On this day in music history: September 12, 1975 – “Wish You Were Here”, the ninth album by Pink Floyd is released (US release date is on September 13, 1975). Produced by Pink Floyd, it is recorded at Abbey Road Studios in London from January – July 1975. Conceived as a concept album by Roger Waters feelings about the music industry, the songs “Shine On You Crazy Diamond” and “Wish You Were Here” are dedicated to former band mate Syd Barrett, whose drug fueled breakdown had forced him to leave the band. Both songs take on an added poignancy when Barrett turns up at the studio unannounced on June 5, 1975 while the band are recording the album. Overweight with a shaved head and eyebrows, he is virtually unrecognizable to his former band mates when they first see him. All are saddened and deeply affected by the brief encounter. It is also the last time they ever see Barrett before his death in 2006. The albums now iconic cover art is designed by long time collaborator Storm Thorgerson of Hipgnosis. The front cover photo (taken on the back lot of Warner Bros. Studios in Burbank, CA) features a shot of two business men shaking hands, with one of them on fire, symbolizing how musicians often get burned by record companies in the business end of the music industry. The original UK and US album covers use alternate photos, with later reissues featuring the UK cover shot. The LP was then covered in either black or dark blue shrink wrap featuring a large graphic sticker with the band name and title printed on it. Though it receives mixed reviews from critics, it becomes the bands fastest selling album to date, with advanced orders topping a quarter million in the UK and nearly one million in the US. Reissued numerous times since making its CD debut in 1984, it is most recently remastered and reissued in 2011. It is released as an extensive “Immersion Box Set”, containing two CD’s, two DVD’s and a Blu-ray disc. The CD’s contain the original stereo mix of the album on disc one, with the second containing six previously unreleased live tracks, studio outtakes and alternate mixes. The DVD’s and Blu-ray discs contain multi channel remixes including 5.1 surround mixes and original quadraphonic stereo mixes, and video of live performances. It is also remastered and reissued as a 180 gram vinyl LP in 2016. “Wish You Were Here” spends two weeks at number one on the Billboard Top 200, and is certified 6x Platinum in the US by the RIAA.

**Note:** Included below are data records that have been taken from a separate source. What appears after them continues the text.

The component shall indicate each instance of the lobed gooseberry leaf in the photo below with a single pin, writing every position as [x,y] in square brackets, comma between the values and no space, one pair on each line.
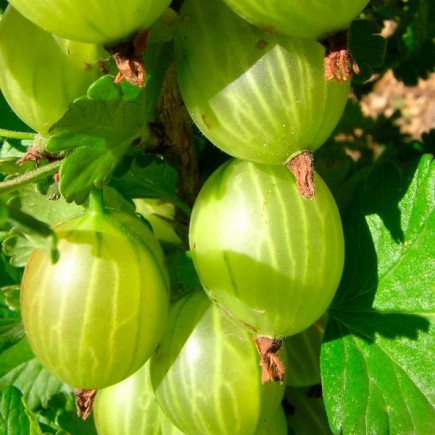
[20,368]
[15,417]
[376,361]
[100,132]
[306,411]
[182,273]
[101,128]
[150,177]
[11,331]
[35,234]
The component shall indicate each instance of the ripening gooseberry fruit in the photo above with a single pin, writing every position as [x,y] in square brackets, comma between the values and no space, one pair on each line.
[95,317]
[269,258]
[257,96]
[41,74]
[206,372]
[305,19]
[95,21]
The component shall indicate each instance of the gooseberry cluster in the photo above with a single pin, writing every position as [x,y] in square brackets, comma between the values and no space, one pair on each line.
[265,233]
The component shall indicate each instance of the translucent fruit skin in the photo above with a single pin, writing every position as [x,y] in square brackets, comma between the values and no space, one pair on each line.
[206,372]
[129,407]
[95,21]
[257,96]
[94,317]
[269,258]
[302,18]
[40,74]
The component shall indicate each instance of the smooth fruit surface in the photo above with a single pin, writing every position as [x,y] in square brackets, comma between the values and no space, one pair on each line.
[206,372]
[94,317]
[129,407]
[255,95]
[305,19]
[96,21]
[303,353]
[41,74]
[268,257]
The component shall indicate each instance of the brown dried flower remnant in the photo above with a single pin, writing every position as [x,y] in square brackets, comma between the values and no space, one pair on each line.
[272,367]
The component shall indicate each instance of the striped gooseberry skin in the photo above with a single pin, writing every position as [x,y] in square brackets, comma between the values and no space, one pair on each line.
[94,317]
[41,74]
[130,408]
[96,21]
[268,257]
[305,19]
[257,96]
[206,372]
[303,352]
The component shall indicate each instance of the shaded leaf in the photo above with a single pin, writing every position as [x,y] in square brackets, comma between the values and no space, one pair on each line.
[11,331]
[101,128]
[15,417]
[150,177]
[376,368]
[306,411]
[367,48]
[20,368]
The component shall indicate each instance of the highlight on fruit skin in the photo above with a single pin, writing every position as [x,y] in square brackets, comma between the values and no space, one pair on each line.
[130,408]
[255,95]
[40,73]
[206,372]
[304,19]
[96,316]
[93,21]
[271,259]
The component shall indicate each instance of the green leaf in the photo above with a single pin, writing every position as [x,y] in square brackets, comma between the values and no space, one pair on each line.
[182,274]
[100,132]
[15,417]
[11,331]
[306,411]
[105,125]
[150,177]
[21,242]
[376,361]
[37,233]
[20,368]
[31,202]
[367,48]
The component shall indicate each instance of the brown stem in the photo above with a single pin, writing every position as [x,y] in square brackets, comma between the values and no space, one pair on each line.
[174,128]
[84,401]
[303,169]
[272,368]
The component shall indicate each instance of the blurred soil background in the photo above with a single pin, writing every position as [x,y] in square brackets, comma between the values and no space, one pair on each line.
[416,103]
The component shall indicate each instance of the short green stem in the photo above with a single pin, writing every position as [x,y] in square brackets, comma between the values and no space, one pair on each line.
[22,135]
[29,177]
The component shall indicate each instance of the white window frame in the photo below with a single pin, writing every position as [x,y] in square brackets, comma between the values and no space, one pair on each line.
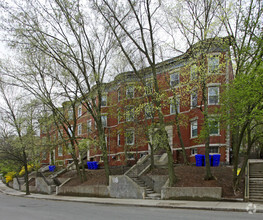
[130,156]
[218,127]
[60,151]
[129,113]
[70,113]
[104,120]
[149,87]
[174,79]
[129,91]
[118,139]
[209,95]
[172,105]
[119,94]
[131,131]
[104,100]
[196,94]
[79,110]
[119,116]
[70,130]
[193,72]
[79,129]
[213,63]
[89,126]
[193,151]
[148,109]
[194,123]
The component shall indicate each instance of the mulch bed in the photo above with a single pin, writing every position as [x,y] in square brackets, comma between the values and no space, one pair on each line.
[192,176]
[188,176]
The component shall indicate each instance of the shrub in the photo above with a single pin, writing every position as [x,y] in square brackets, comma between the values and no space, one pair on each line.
[9,176]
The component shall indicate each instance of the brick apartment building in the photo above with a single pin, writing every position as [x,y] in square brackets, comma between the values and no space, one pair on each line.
[127,111]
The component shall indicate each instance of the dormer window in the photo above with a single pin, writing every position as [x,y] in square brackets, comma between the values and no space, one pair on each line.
[79,111]
[213,64]
[129,92]
[174,79]
[104,100]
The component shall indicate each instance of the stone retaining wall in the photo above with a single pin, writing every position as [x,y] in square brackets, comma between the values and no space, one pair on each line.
[193,193]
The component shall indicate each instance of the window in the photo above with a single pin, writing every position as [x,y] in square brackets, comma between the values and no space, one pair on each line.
[174,79]
[193,151]
[89,124]
[129,92]
[60,133]
[129,135]
[79,129]
[70,130]
[79,111]
[60,151]
[70,148]
[129,113]
[194,129]
[213,127]
[119,116]
[118,139]
[44,155]
[193,72]
[174,105]
[70,114]
[213,64]
[149,111]
[130,156]
[104,120]
[119,94]
[104,100]
[194,99]
[213,95]
[149,87]
[214,150]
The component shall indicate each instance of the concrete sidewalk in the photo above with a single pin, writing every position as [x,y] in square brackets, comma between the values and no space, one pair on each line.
[180,204]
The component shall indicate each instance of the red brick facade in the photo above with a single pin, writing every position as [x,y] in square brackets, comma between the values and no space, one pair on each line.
[122,120]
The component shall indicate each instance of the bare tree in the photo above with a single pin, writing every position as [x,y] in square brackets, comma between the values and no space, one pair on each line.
[73,38]
[132,24]
[20,142]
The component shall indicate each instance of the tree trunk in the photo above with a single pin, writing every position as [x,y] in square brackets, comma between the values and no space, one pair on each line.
[208,174]
[26,173]
[152,156]
[171,173]
[83,169]
[180,138]
[104,154]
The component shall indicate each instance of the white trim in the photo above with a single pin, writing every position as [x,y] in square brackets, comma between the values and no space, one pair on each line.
[191,128]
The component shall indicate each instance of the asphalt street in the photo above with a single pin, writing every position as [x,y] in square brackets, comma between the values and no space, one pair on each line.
[21,208]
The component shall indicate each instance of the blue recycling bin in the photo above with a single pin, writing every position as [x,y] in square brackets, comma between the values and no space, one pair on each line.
[216,160]
[95,165]
[199,158]
[210,160]
[88,163]
[51,168]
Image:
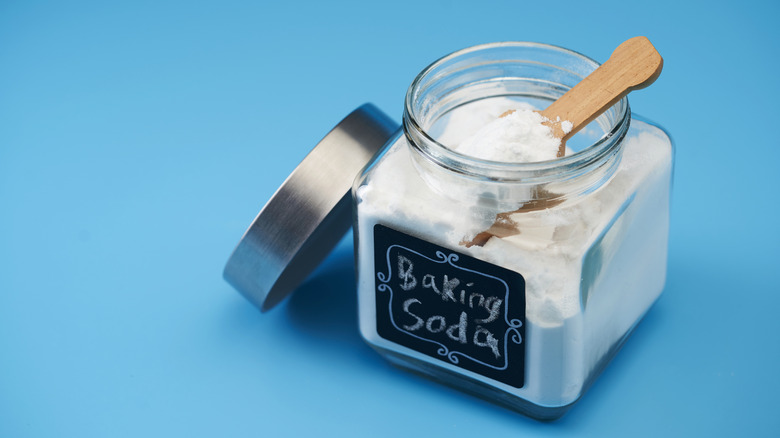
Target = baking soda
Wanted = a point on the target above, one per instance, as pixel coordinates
(518, 137)
(592, 265)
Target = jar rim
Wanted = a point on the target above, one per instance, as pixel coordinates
(539, 171)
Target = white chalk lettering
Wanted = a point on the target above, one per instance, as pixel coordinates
(405, 267)
(448, 286)
(419, 322)
(490, 340)
(461, 329)
(492, 305)
(441, 324)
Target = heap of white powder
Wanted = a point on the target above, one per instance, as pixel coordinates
(565, 343)
(518, 137)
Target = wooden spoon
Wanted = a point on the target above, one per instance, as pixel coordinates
(634, 64)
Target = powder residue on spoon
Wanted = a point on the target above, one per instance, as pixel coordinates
(518, 137)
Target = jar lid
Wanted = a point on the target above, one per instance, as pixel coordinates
(308, 215)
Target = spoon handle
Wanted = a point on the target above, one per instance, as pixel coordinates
(633, 65)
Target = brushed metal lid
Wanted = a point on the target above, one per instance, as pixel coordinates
(308, 215)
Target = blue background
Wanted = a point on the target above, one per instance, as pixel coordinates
(139, 139)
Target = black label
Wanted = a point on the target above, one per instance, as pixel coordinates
(450, 306)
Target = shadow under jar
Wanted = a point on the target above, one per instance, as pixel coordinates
(527, 320)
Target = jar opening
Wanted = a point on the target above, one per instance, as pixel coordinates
(520, 73)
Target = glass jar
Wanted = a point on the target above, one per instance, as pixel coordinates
(517, 282)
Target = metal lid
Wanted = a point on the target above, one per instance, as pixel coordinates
(309, 213)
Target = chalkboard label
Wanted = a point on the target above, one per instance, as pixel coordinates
(450, 306)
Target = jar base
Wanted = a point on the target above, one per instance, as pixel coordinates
(493, 395)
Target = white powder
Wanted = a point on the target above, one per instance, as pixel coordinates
(592, 267)
(518, 137)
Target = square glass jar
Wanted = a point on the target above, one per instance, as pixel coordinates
(517, 282)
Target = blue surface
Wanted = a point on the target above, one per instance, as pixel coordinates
(138, 140)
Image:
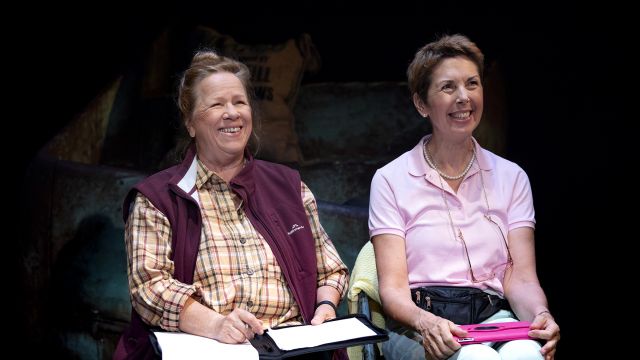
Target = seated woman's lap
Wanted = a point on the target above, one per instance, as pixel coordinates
(401, 346)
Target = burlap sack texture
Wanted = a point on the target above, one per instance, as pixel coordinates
(277, 71)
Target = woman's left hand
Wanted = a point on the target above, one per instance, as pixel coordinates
(323, 313)
(545, 327)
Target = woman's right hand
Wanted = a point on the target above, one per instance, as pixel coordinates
(237, 327)
(437, 335)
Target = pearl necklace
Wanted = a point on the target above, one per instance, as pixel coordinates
(432, 163)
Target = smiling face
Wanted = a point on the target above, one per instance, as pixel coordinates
(221, 121)
(454, 99)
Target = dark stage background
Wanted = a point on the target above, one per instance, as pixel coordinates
(542, 51)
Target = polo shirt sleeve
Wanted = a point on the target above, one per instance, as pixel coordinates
(384, 213)
(521, 212)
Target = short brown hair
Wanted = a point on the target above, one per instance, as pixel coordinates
(429, 56)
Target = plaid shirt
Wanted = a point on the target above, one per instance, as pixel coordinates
(235, 265)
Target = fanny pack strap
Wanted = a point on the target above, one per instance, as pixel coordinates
(462, 305)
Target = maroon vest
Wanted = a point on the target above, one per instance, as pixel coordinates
(271, 196)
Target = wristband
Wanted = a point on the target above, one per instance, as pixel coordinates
(330, 303)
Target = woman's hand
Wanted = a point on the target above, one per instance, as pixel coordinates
(437, 335)
(237, 327)
(544, 327)
(323, 313)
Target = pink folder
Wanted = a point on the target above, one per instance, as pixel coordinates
(506, 331)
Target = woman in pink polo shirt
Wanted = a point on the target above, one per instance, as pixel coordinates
(452, 225)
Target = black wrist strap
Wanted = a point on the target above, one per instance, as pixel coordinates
(330, 303)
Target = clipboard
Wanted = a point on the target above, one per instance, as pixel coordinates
(269, 350)
(494, 332)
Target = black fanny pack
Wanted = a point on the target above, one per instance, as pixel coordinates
(461, 305)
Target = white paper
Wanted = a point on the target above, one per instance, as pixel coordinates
(180, 346)
(297, 337)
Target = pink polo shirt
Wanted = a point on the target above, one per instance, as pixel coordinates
(406, 200)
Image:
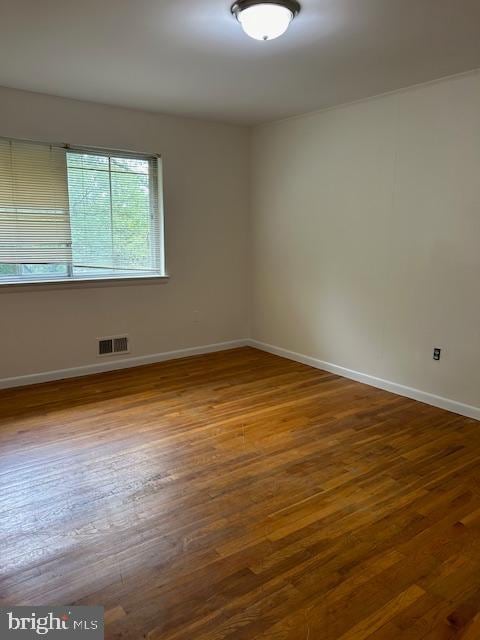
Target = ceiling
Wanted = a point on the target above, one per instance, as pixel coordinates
(191, 57)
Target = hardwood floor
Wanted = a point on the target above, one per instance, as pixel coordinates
(240, 495)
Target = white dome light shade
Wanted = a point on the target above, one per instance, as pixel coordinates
(265, 20)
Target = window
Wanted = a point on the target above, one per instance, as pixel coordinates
(75, 214)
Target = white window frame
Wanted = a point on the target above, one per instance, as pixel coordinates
(158, 228)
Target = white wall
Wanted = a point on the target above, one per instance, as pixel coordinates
(206, 201)
(366, 236)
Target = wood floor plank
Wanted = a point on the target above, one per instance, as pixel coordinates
(240, 495)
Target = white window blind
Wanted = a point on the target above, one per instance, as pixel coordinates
(34, 207)
(78, 213)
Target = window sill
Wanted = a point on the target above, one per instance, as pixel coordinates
(74, 283)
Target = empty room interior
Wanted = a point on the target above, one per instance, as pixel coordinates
(240, 319)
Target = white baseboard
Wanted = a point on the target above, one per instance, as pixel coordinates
(113, 365)
(387, 385)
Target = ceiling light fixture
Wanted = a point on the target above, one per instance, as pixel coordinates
(265, 19)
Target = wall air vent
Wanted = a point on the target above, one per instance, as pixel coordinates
(112, 346)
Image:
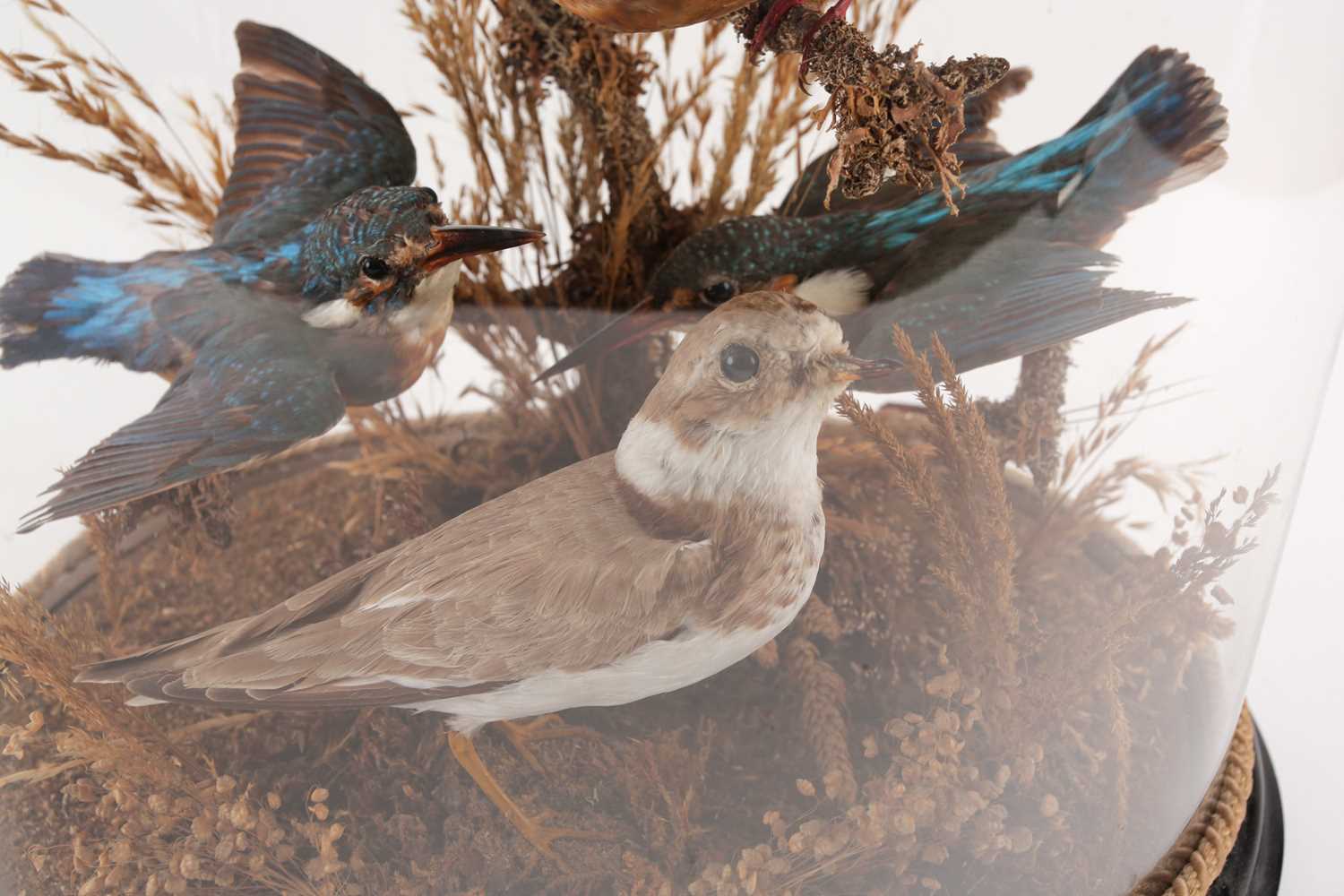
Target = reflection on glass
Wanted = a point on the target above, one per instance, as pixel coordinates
(980, 634)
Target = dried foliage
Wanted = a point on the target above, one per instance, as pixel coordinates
(890, 110)
(94, 90)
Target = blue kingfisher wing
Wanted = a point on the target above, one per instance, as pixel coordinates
(994, 296)
(1160, 126)
(242, 400)
(309, 134)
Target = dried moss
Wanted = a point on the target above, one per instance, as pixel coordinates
(883, 702)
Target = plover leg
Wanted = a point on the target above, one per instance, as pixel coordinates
(530, 826)
(548, 727)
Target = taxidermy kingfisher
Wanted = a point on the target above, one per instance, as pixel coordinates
(330, 284)
(1019, 269)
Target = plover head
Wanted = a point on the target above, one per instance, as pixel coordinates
(738, 410)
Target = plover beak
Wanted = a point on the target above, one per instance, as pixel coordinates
(847, 368)
(631, 327)
(460, 241)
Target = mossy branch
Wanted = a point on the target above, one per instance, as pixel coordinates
(892, 115)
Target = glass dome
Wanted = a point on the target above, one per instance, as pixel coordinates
(1012, 659)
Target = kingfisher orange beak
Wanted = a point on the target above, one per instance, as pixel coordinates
(640, 322)
(460, 241)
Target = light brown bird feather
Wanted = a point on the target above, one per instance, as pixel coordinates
(558, 573)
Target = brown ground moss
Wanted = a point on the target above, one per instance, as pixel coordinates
(881, 748)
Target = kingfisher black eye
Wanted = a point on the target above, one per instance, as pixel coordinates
(374, 268)
(739, 363)
(715, 295)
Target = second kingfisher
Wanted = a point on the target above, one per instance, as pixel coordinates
(330, 284)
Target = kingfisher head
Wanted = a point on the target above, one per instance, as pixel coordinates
(811, 258)
(387, 258)
(742, 255)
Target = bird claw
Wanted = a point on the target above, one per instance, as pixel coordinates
(521, 735)
(542, 837)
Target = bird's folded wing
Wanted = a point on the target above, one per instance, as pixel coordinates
(309, 134)
(238, 402)
(553, 576)
(995, 298)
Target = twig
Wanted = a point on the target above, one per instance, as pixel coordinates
(892, 113)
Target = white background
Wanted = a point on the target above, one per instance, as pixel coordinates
(1274, 66)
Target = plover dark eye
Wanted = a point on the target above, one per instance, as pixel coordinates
(374, 268)
(739, 363)
(715, 295)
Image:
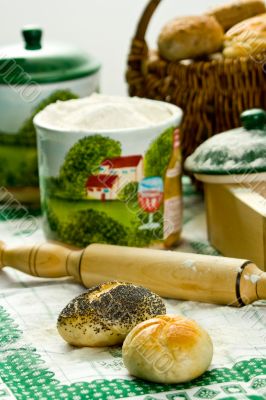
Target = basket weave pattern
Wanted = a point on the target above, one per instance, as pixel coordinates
(212, 93)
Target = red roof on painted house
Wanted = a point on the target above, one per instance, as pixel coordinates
(101, 181)
(123, 162)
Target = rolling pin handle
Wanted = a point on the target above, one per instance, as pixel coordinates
(261, 287)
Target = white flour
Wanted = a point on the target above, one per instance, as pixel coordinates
(99, 112)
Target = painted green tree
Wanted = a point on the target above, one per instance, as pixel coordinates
(84, 159)
(158, 154)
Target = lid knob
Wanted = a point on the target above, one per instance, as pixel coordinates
(253, 119)
(32, 37)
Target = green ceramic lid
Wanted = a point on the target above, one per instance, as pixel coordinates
(34, 60)
(239, 151)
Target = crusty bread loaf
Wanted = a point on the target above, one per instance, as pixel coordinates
(105, 314)
(231, 14)
(167, 349)
(190, 37)
(247, 39)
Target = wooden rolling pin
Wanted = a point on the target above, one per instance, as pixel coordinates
(170, 274)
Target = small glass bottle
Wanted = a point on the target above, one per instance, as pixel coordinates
(173, 208)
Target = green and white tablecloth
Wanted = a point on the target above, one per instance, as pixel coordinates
(35, 363)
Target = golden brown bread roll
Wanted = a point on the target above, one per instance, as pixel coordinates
(246, 39)
(190, 37)
(105, 314)
(167, 349)
(231, 14)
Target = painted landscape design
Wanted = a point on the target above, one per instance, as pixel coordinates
(103, 196)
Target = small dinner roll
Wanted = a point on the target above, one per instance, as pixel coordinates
(105, 314)
(167, 349)
(246, 39)
(232, 13)
(190, 37)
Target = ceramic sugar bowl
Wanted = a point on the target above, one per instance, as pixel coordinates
(33, 74)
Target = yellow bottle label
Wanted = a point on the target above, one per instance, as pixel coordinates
(172, 216)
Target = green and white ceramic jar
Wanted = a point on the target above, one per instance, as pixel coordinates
(33, 74)
(237, 156)
(110, 171)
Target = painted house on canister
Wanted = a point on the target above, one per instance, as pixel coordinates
(114, 174)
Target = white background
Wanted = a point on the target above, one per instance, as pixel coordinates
(102, 27)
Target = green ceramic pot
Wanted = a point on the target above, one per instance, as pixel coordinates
(33, 74)
(235, 156)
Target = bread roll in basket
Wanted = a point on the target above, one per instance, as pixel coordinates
(212, 92)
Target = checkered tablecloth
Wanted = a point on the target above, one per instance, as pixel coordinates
(35, 363)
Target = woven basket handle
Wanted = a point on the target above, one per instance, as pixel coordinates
(145, 19)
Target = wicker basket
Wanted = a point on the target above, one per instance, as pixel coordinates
(211, 93)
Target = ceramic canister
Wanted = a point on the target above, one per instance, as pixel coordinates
(33, 74)
(116, 186)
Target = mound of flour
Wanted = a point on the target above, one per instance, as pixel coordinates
(99, 112)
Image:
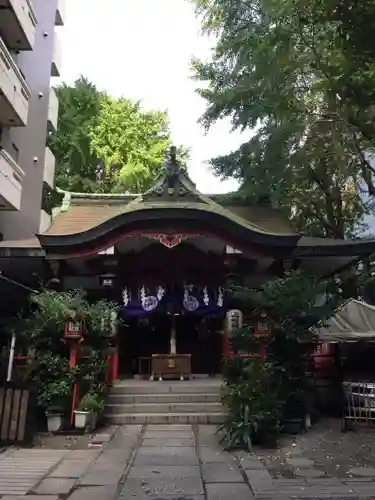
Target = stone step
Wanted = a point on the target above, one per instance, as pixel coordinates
(164, 418)
(175, 408)
(165, 387)
(163, 398)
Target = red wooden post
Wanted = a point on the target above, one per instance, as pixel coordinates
(73, 337)
(115, 363)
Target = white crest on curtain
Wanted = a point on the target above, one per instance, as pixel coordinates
(206, 298)
(160, 293)
(220, 297)
(148, 302)
(190, 302)
(125, 296)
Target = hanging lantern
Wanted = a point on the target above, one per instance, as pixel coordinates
(234, 320)
(73, 327)
(262, 325)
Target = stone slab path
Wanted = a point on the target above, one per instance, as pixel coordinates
(174, 462)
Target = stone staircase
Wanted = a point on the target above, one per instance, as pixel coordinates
(186, 402)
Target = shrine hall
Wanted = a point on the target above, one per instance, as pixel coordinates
(168, 257)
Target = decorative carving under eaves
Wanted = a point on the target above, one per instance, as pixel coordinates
(170, 183)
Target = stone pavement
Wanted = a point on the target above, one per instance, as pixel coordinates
(174, 462)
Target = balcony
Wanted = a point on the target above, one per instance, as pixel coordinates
(56, 57)
(17, 24)
(11, 176)
(49, 167)
(60, 13)
(14, 92)
(53, 111)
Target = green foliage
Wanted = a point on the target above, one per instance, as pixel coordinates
(53, 380)
(43, 326)
(259, 395)
(107, 145)
(79, 108)
(301, 76)
(91, 402)
(253, 402)
(42, 330)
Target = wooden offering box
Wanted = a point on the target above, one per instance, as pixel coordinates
(178, 365)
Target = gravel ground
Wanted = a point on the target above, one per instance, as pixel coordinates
(62, 442)
(332, 451)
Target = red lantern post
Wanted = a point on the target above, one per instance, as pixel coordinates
(262, 330)
(73, 336)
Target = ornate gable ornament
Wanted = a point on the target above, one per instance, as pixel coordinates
(171, 182)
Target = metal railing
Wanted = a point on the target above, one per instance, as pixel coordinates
(359, 402)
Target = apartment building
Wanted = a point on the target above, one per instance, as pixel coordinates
(30, 55)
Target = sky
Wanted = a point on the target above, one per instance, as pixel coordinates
(141, 50)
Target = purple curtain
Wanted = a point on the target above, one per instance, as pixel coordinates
(191, 299)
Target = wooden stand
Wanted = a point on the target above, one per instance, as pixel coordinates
(170, 364)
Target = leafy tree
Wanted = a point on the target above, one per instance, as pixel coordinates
(301, 74)
(131, 144)
(106, 145)
(259, 393)
(79, 107)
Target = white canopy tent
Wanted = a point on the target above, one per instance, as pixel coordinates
(353, 321)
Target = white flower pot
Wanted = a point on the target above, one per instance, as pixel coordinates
(94, 417)
(82, 419)
(54, 422)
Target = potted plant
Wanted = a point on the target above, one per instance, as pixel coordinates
(97, 408)
(53, 398)
(83, 415)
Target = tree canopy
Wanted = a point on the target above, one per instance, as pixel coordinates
(302, 76)
(103, 144)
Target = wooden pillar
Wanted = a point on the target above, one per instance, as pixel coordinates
(225, 350)
(115, 364)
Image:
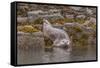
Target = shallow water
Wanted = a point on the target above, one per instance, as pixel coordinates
(37, 54)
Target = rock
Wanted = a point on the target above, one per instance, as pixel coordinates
(69, 16)
(22, 19)
(81, 16)
(76, 8)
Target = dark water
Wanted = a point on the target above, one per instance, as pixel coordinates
(35, 52)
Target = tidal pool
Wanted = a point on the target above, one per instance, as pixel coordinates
(36, 52)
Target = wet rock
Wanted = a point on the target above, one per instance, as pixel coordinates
(69, 16)
(22, 19)
(81, 16)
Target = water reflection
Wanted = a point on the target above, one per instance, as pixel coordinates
(37, 54)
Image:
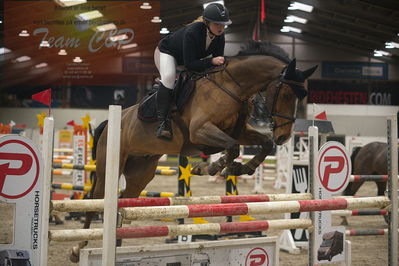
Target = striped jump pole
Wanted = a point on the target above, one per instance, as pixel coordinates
(63, 150)
(62, 172)
(252, 208)
(86, 188)
(92, 167)
(366, 232)
(69, 186)
(87, 167)
(359, 212)
(361, 178)
(98, 204)
(176, 230)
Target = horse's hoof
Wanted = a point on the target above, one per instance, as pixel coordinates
(200, 169)
(245, 170)
(74, 254)
(235, 169)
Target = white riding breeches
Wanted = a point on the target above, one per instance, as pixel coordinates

On this day in music history: September 8, 198…

On this day in music history: September 8, 1987 – “A Momentary Lapse Of Reason”, the thirteenth album by Pink Floyd is released (UK release is on September 7, 1987). Produced by Bob Ezrin and David Gilmour, it is recorded at the Astoria Houseboat Recording Studio in Hampton, Middlesex, UK, Britannia Row Studios in London, and A&M Studios in Hollywood, CA from October 1986 – May 1987. The project begins its life as David Gilmour’s third solo album, but evolves into a Pink Floyd album (the first without co-founder Roger Waters) after original members Nick Mason and Rick Wright are invited to participate in the sessions. It also features musical support from a number of guest musicians including Tony Levin (bass), Jim Keltner, Carmine Appice (drums), Tom Scott (saxophone), and Patrick Leonard (synthesizers). The album differs from previous Pink Floyd albums, in that it does not follow a central theme or concept, and instead is simply a collection of unrelated songs. “Reason” also marks the return of producer Bob Ezrin, who works with the band for the first time since “The Wall” in 1979. It spins off three singles including “Learning To Fly” (#70 Pop, #1 Mainstream Rock), and “On The Turning Away” (#1 Mainstream Rock). Following the release of “Reason”, former bassist and chief songwriter Roger Waters sues the others over what he feels is unauthorized use of the Pink Floyd name. He is unsuccessful in his attempt, and the band continue without him.  The album is most recently remastered and reissued on CD in 2011, and as a 180 gram vinyl LP in 2016. “A Momentary Lapse Of Reason” peaks at number three on the Billboard Top 200, and is certified 4x Platinum in the US by the RIAA.